Reihan writes:
As a concrete matter, what really matters is ... how do you feel about Wal-Mart? After all, Wal-Mart embodies the impact of free trade and of the transformation of the service economy. That part of the left that bitterly opposes Wal-Mart is in effect defending the balkanized, decentralized service economy of the past that delivered low-quality products at high prices. Now, they believe that they are in fact defending a "high-road economy," but mom-and-pops hardly represent "the high-road economy": quite the contrary.
That is, in part, right. Wal-Mart is the concrete expression of globalization, the transition from a manufacturing economy to a service economy, and a competitive strategy that relies on constantly slashing labor costs up and down the production chain. Where the specter of globalization lurks ominously and abstractly beneath your bed, Wal-Mart probably sold you your bed, your sheets, and your pillows, not to mention got you laid off from your job at Vlasic pickles. It's real, yo.
But Reihan's wrong to set up a dichotomy between the mom-and-pops and Wal-Mart. Here he's conflating two separate and unequal arguments about Wal-Mart. There's one, dealing with mom-and-pops, that's a cultural qualm. It laments the homogenization of the retail economy and the destruction of individualized, decidedly local, outlets. It's not an economic argument.

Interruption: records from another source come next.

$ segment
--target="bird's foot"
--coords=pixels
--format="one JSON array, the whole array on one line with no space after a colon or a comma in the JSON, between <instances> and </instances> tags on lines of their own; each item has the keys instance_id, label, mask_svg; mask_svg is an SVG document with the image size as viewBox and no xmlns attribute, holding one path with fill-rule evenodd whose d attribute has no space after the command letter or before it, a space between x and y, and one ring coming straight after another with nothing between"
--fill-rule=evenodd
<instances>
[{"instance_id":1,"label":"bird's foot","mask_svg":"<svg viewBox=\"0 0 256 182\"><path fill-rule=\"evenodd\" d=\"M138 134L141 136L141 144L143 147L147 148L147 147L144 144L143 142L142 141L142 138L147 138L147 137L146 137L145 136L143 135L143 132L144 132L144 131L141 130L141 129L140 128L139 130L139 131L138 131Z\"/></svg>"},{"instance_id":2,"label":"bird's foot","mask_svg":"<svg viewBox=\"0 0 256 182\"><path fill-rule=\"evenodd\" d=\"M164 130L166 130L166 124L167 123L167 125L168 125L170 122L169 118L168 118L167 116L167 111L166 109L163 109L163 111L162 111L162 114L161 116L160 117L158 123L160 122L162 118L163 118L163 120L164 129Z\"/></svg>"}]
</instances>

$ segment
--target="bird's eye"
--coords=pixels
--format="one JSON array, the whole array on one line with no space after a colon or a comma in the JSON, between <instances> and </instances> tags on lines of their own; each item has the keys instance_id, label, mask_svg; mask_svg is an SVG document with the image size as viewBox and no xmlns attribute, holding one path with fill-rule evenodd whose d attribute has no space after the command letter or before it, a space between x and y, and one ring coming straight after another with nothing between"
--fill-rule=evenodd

The second is an economic argument, perhaps best made by Barry Lynn, that frets over Wal-Mart's obsessive search for low prices, and the ripple effects that quest has on labor standards. If Wal-Mart won't let Crest raise prices a penny on toothpaste, how will they gives raises to their workers? If Wal-Mart will continually slash health benefits and rig the system to purge those who need health care, how can their competitors continue to spend the money on benefits for their employees? And on, and on. Wal-Mart is, far and away, the largest retailer in the world. Their size allows them to dictate what producers will charge and create rock-bottom prices that other retailers have to compete against, which essentially enforces Wal-Mart's low wage, low price vision on the rest of the economy.
The question, in all of this, is never "Wal-Mart or mom-and-pops," or "Wal-Mart: Yes or no?" It's whether Wal-Mart can be better. Whether their efficiencies and focus on low prices can merge with a business ethos that doesn't kneecap the middle class, screw their workers, and and create a ceaseless race to the bottom in product quality and worker standards.